Katy Williams, 35, and her son Finn were outside their home at the Blyde Wildlife Estate when the attack occurred, according to a statement to BuzzFeed News from the family's attorney, Marina Botha.
Finn was waiting outside for his father, Sam Williams, to return from a run when he was attacked, the statement added.
Sam, a British citizen, was able to chase the giraffe away and call for help after jogging up to the scene.
As of Friday, both the mother and son are stable but remain under sedation, according to the statement. Katy underwent a successful surgery on Thursday, and now will be given "time to heal," the statement said. The doctors are "satisfied" with her condition.
Finn suffered a brain injury and remains in critical condition. The full extent of the child's injuries are not yet known.
The female giraffe who attacked the mother and son had recently given birth, and Sam said in the statement he realizes she was likely trying to protect her calf.
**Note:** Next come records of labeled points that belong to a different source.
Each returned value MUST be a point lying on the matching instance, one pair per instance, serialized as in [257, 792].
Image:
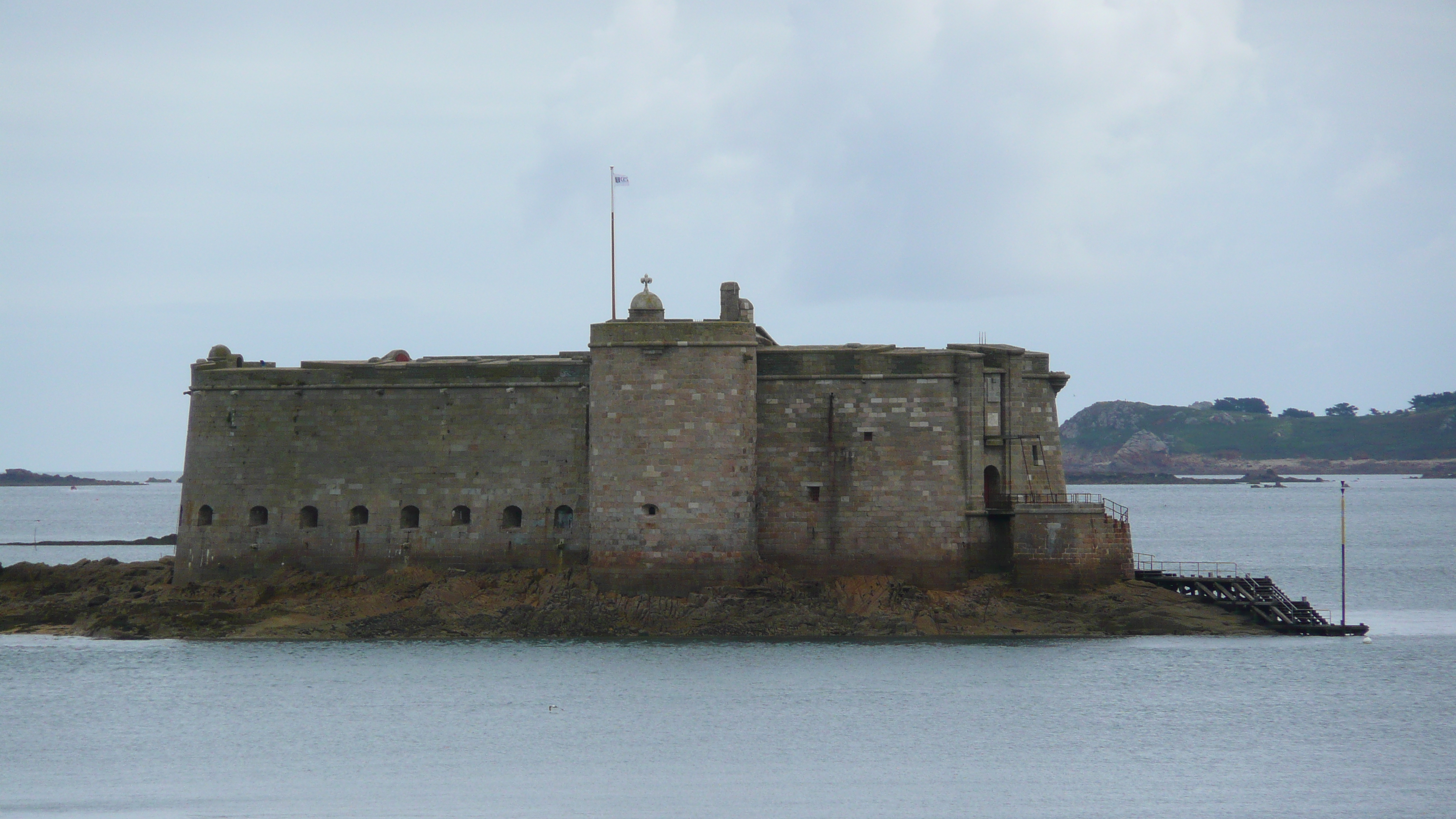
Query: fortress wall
[893, 505]
[427, 435]
[1027, 419]
[1068, 547]
[672, 427]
Sam said he sees the incident as "an unfortunate act of nature, where the giraffe saw [his] wife and son as a threat to her young one," according to the statement.
The giraffe and her calf will be moved from the reserve, but not killed, according to the family.
"I have no doubt that this is what Katy would want," Sam said.
Sam and Katy met in Indonesia in 2003 while doing research. Katy is originally from Baltimore.
Both of them have PhDs in biological anthropology from Durham University in the UK, and have spent their lives doing wildlife research in places like Indonesia, Honduras, Zimbabwe, and South Africa.
Finn was born in Britain, but the statement said he has since spent his whole life in South Africa "where his adventurous parents are teaching him to respect, enjoy and to love nature, as much as they do."
Sam said he and his wife have been studying wild animals for years, and are very knowledgeable about how to behave around them.
"We also realize with all the knowledge that anyone can have, wild animals remain unpredictable, as this tragic event has once again shown," he said.
He added that he is remaining positive about his wife and son recovering from their injuries.
“I realize that even if things go well, we still have a long, hard road to recovery ahead of us, but I am hoping that we can one day go back to throwing rocks into the river together and have bedtime snuggles," he said.